What also is absolutely confusing to me is that tables (generated with app_table()) appear in the (approximately) right position when I leave the default spacing, but only appear at the end of my work when I add
header-includes:
- \usepackage{setspace}
- \AtBeginEnvironment{tabular}{\singlespacing}
- \AtBeginEnvironment{lltable}{\singlespacing}
- \AtBeginEnvironment{tablenotes}{\singlespacing}
to the YAML header in order to control the spacing of my tables.
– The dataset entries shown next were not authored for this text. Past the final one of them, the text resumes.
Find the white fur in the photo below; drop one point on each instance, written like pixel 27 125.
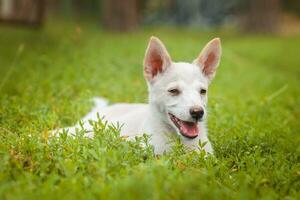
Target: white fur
pixel 153 118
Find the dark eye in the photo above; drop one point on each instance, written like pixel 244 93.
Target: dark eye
pixel 203 91
pixel 174 92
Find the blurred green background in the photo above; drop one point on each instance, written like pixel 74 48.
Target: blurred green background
pixel 56 55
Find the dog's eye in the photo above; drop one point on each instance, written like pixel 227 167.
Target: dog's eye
pixel 203 91
pixel 174 91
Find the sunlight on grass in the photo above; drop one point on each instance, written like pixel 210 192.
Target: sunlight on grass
pixel 48 78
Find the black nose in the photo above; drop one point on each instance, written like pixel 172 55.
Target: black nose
pixel 197 112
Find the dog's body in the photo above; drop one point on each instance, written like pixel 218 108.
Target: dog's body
pixel 177 100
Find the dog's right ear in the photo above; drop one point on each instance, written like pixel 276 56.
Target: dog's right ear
pixel 156 59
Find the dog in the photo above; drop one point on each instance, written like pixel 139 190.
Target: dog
pixel 177 100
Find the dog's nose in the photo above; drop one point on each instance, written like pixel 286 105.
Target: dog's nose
pixel 197 112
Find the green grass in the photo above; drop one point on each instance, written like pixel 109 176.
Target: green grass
pixel 49 75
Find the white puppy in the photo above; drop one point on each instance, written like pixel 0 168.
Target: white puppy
pixel 177 100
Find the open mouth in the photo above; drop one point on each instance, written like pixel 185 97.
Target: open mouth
pixel 187 129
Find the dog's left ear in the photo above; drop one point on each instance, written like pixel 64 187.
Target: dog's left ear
pixel 209 58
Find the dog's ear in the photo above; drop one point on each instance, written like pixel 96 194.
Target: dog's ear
pixel 156 59
pixel 209 58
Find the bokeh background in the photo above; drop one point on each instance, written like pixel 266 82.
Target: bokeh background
pixel 56 55
pixel 244 15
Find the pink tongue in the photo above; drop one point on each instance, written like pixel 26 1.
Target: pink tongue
pixel 189 129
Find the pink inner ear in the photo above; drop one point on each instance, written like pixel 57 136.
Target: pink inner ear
pixel 209 63
pixel 156 65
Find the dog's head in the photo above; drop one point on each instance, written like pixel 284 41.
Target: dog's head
pixel 179 90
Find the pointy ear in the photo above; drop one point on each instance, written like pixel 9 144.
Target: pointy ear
pixel 209 58
pixel 156 60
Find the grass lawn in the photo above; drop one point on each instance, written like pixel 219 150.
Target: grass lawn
pixel 47 78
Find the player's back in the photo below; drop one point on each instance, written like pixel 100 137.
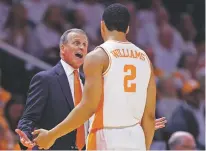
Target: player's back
pixel 125 86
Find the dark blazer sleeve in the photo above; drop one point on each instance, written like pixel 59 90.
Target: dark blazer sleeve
pixel 35 103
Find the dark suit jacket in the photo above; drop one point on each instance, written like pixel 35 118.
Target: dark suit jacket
pixel 48 103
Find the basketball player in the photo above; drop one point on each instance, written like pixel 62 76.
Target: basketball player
pixel 119 90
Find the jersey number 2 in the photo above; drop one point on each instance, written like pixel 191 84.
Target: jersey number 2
pixel 127 78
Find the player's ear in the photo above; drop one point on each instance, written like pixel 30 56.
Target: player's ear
pixel 127 30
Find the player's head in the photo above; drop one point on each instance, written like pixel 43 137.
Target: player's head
pixel 116 17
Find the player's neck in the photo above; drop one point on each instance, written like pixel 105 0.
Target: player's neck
pixel 117 36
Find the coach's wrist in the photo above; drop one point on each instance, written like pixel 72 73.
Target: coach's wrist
pixel 52 134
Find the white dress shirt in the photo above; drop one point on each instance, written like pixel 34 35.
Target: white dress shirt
pixel 70 76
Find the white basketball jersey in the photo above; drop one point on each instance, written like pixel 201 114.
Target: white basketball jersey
pixel 125 85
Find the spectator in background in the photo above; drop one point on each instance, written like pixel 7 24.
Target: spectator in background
pixel 17 33
pixel 5 6
pixel 188 33
pixel 189 116
pixel 17 30
pixel 45 40
pixel 165 52
pixel 182 141
pixel 200 59
pixel 92 11
pixel 185 68
pixel 168 99
pixel 35 10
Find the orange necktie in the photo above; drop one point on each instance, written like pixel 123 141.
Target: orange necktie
pixel 80 136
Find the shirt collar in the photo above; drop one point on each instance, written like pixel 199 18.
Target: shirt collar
pixel 67 68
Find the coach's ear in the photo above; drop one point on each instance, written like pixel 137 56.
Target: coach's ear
pixel 127 30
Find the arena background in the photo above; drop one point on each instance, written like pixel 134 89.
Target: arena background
pixel 171 32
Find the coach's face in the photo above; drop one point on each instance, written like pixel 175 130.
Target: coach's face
pixel 75 50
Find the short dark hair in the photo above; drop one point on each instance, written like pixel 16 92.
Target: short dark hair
pixel 64 37
pixel 116 17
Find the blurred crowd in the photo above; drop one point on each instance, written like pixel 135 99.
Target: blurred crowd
pixel 171 32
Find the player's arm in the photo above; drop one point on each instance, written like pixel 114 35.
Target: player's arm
pixel 93 69
pixel 148 119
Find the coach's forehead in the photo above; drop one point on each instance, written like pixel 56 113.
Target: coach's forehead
pixel 77 35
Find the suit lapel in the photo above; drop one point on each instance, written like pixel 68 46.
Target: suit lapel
pixel 63 81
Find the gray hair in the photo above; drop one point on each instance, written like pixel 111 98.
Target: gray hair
pixel 64 37
pixel 177 139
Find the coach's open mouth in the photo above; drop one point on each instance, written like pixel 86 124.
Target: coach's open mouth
pixel 79 55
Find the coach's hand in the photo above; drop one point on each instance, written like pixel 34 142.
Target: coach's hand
pixel 24 139
pixel 160 123
pixel 43 140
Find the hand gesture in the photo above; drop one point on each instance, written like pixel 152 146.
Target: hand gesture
pixel 44 140
pixel 24 139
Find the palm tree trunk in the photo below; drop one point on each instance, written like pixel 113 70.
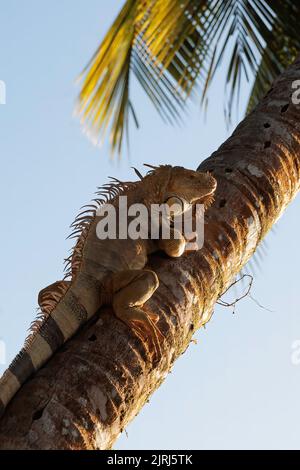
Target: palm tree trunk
pixel 91 389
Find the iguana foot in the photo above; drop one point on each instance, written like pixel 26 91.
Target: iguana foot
pixel 135 288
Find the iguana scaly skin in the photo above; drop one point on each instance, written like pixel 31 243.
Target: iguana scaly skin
pixel 107 271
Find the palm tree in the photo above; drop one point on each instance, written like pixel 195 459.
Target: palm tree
pixel 174 48
pixel 91 389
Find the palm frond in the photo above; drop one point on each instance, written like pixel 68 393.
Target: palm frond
pixel 174 49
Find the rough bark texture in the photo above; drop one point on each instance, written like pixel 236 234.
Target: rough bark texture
pixel 91 389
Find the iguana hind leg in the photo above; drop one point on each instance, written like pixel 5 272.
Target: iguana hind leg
pixel 132 290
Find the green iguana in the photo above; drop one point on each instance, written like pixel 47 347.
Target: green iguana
pixel 108 271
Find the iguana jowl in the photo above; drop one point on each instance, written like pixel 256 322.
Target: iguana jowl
pixel 108 271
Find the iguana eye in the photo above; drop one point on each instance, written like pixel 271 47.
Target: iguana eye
pixel 176 205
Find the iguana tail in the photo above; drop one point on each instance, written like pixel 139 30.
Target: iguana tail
pixel 54 330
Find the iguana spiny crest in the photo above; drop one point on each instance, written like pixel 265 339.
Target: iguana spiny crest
pixel 108 270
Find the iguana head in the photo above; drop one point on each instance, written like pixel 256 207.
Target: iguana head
pixel 177 185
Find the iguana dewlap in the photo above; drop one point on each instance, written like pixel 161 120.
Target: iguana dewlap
pixel 107 271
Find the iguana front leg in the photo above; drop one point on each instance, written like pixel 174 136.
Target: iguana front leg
pixel 50 296
pixel 173 246
pixel 132 289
I would really appreciate any help!
Thanks in advance!
Edit:
I don't know if this serves the purpose, but if I create the following options, my table appears at the end (and not where it should be)
title : "TITLE"
shorttitle : "short title"
author:
- name : "me"
affiliation : "1"
corresponding : yes # Define only one corresponding author
address : "x"
email : "y"
role: # Contributorship roles (e.g., CRediT, https://casrai.org/credit/)
- Conceptualization
- Writing - Original Draft Preparation
- Writing - Review & Editing
# - name : "Ernst-August Doelle"
# affiliation : "1,2"
# role:
# - Writing - Review & Editing
affiliation:
- id : "1"
institution : ""
# - id : "2"
# institution : "Konstanz Business School"
authornote: |
Enter author note here.
abstract: |
keywords : "keywords"
wordcount : "X"
bibliography :
floatsintext : yes
figurelist : no
tablelist : no
footnotelist : no
linenumbers : no
mask : no
draft : no
csl: "apa.csl"
documentclass : "apa7"
classoption : "man"
output : papaja::apa6_pdf
toc: true
header-includes:
- \usepackage{float}
- \usepackage{setspace}
- \AtBeginEnvironment{tabular}{\singlespacing}
- \AtBeginEnvironment{lltable}{\singlespacing}
- \AtBeginEnvironment{tablenotes}{\singlespacing}
---
{r setup, include = FALSE}
library("papaja")
library("apa")
library("tidyverse")
library("apaTables")
r_refs("r-references.bib")
{r analysis-preferences}
# Seed for random number generation
set.seed(42)
knitr::opts_chunk$set(cache.extra = knitr::rand_seed)
{r}
cor_table <- apa.cor.table(iris)
Text BLABLABLABLA
{r tab, results = "asis", fig.pos = "!h"}
apa_table(cor_table$table.body,
caption = "Means, standard deviations, and correlations with confidence intervals for study variables.",
note = "Note. M and SD are used to represent mean and standard deviation, respectively.Values in square brackets indicate the 95% confidence interval.The confidence interval is a plausible range of population correlations that could have caused the sample correlation (Cumming, 2014). * indicates p < .05. ** indicates p < .01.", font_size = "footnotesize", row.names = F,
placement = "p")
# Methods
We report how we determined our sample size, all data exclusions (if any), all manipulations, and all measures in the study. <!-- 21-word solution (Simmons, Nelson & Simonsohn, 2012; retrieved from http://ssrn.com/abstract=2160588) -->
## Participants
## Material
## Procedure
## Data analysis
We used `r cite_r("r-references.bib")` for all our analyses.
# Results
# Discussion
\newpage
# References
\begingroup
\setlength{\parindent}{-0.5in}
\setlength{\leftskip}{0.5in}
<div id="refs" custom-style="Bibliography"></div>
\endgroup

For PDF output, there is a recommended way to customize the placement of tables created via apa_table(). (You do not have to load the float package via header includes.)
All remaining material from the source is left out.